Il ne manquait à ce précieux tubercule que d'être apprécié
à sa valeur et exploité utilement pour le bien général.
C'est là que fut le rôle de Parmentier. Il enseigna tout le
profit qu'on pouvait en tirer ; et d'un légume dédaigné,
méprisé, il fit l'un des aliments les plus précieux,
les pus employés à la table du riche aussi bien qui à
celle du pauvre.
Et ce ne fut pas chose commode, car la pomme de terre avait mauvaise réputation.
Elle ne servait guère qu'à nourrir les pourceaux.
Au XVIII éme siècle elle passait pour donner la lèpre.

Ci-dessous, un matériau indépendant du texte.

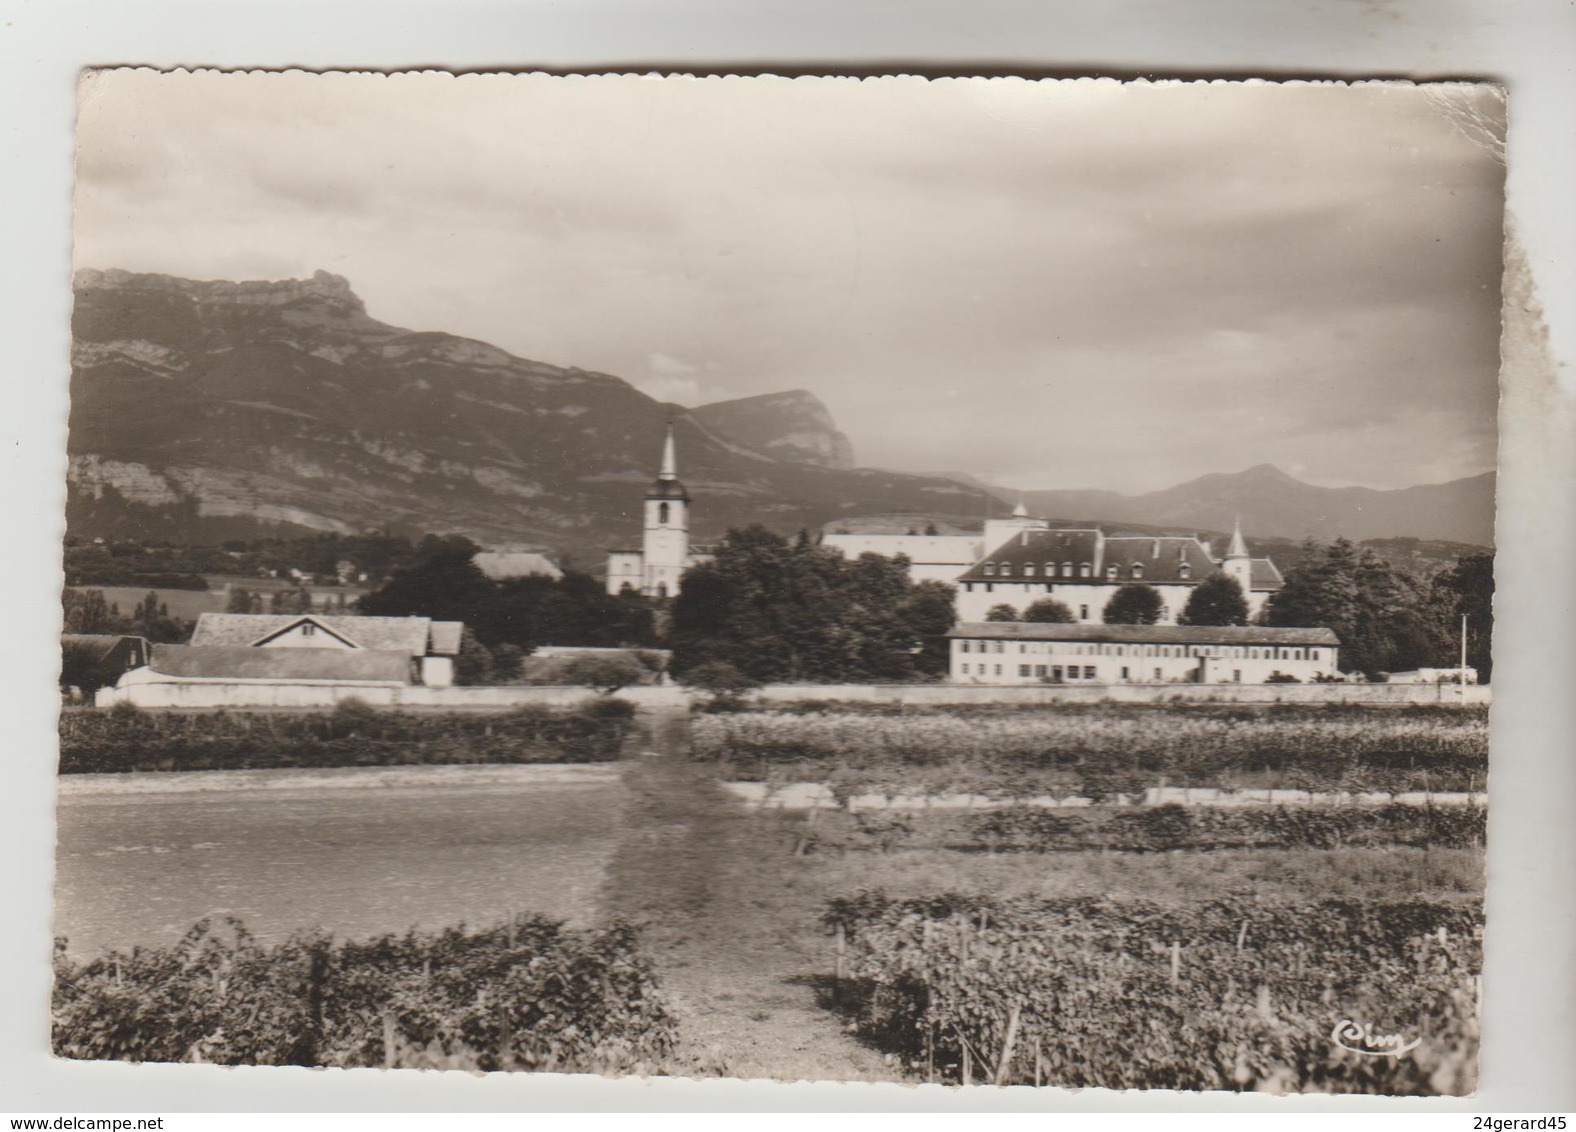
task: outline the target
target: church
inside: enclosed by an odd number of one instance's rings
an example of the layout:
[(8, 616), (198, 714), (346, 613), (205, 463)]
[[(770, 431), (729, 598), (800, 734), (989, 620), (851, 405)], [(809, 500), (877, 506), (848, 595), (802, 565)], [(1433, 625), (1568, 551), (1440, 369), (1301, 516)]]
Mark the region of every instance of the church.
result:
[(684, 571), (705, 561), (689, 541), (689, 492), (679, 482), (673, 445), (673, 422), (662, 442), (662, 465), (646, 489), (644, 531), (639, 550), (611, 550), (607, 555), (607, 592), (645, 597), (676, 597)]

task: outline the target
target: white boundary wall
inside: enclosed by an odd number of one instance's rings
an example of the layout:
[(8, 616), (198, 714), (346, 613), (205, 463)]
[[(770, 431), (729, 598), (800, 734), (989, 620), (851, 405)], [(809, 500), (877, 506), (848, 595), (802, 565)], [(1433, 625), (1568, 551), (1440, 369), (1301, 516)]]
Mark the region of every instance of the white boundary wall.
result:
[[(101, 690), (98, 707), (130, 703), (145, 708), (331, 708), (358, 699), (374, 707), (507, 709), (563, 707), (597, 693), (565, 685), (432, 688), (410, 684), (334, 684), (269, 681), (132, 683)], [(641, 707), (687, 707), (694, 693), (681, 687), (621, 689)], [(769, 707), (794, 700), (852, 700), (888, 704), (1487, 704), (1487, 686), (1469, 684), (772, 684), (752, 693)]]

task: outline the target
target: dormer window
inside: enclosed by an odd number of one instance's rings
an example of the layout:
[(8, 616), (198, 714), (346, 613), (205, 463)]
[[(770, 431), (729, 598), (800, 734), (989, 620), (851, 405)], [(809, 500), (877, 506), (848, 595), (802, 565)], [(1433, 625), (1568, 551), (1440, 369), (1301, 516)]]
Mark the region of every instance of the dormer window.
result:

Les gens du siècle suivant ne croient plus guère à
ce danger, mais ils en redoutent un autre, non moins grave. La pomme de
terre, leur a-t-on dit, est une solanée, de la famille de
la belladone ; donc une plante vénéneuse. Et ils refusent
d'en manger de peur d'être empoisonnés.
En 1771, une feuille normande représente la pomme de terre comme
impropre à la nourriture de l'homme et dangereuse « à
cause de ses propriétés affaiblissantes ». En vain la
Faculté de médecine de Paris fait-elle justice de cette absurde
accusation : on n'en mange pas plus de pommes de terre pour cela.
Le voyageur anglais Arthur Young, qui parcourut la France à la fin
du XVIII éme siècle, et y étudia surtout les moeurs
rurales et les pratiques agricoles, observe que les quatre-vingt-dix-neuf
centièmes des Français refusaient alors d'employer la pomme
de terre pour leur propre nourriture.
C'est alors qu'apparut Parmentier. Il avait appris, comme le disait Cuvier,
« à connaître l'étendue, la variété
des misères auxquelles il serait possible de soustraire les peuples
si l'on s'occupait sérieusement de leur bien-être, et le nombre
et la puissance des ressources que la Nature offrirait contre tant de fléaux
si l'on voulait en répandre et en encourager l'étude.
Or, le plus cruel de ces fléaux, c'était la famine, la hideuse
famine qui, de temps à autre, reparaissait et décimait les
populations.
C'est pour y remédier que Parmentier entreprit ses recherches sur
l'utilisation de la pomme de terre. Et son but primitif quand il s'attacha
à la populariser et à en multiplier la culture, ce fut surtout,
ainsi que nous le disions plus haut, d'en tirer de la farine pour remplacer
celle du blé qui manquait.
Il s'aperçut plus tard que l'absence de gluten dans la farine de
pomme de terre l'empêchait de fermenter et la rendait impropre - si
on l'employait seule - à la panification.
Et c'est alors qu'il s'attacha uniquement à démontrer les
nombreuses qualités alimentaires de la pomme de terre, toutes les
ressources culinaires qu'on en pouvait tirer, et qu'il en fit, après
le pain, le premier aliment de l'humanité.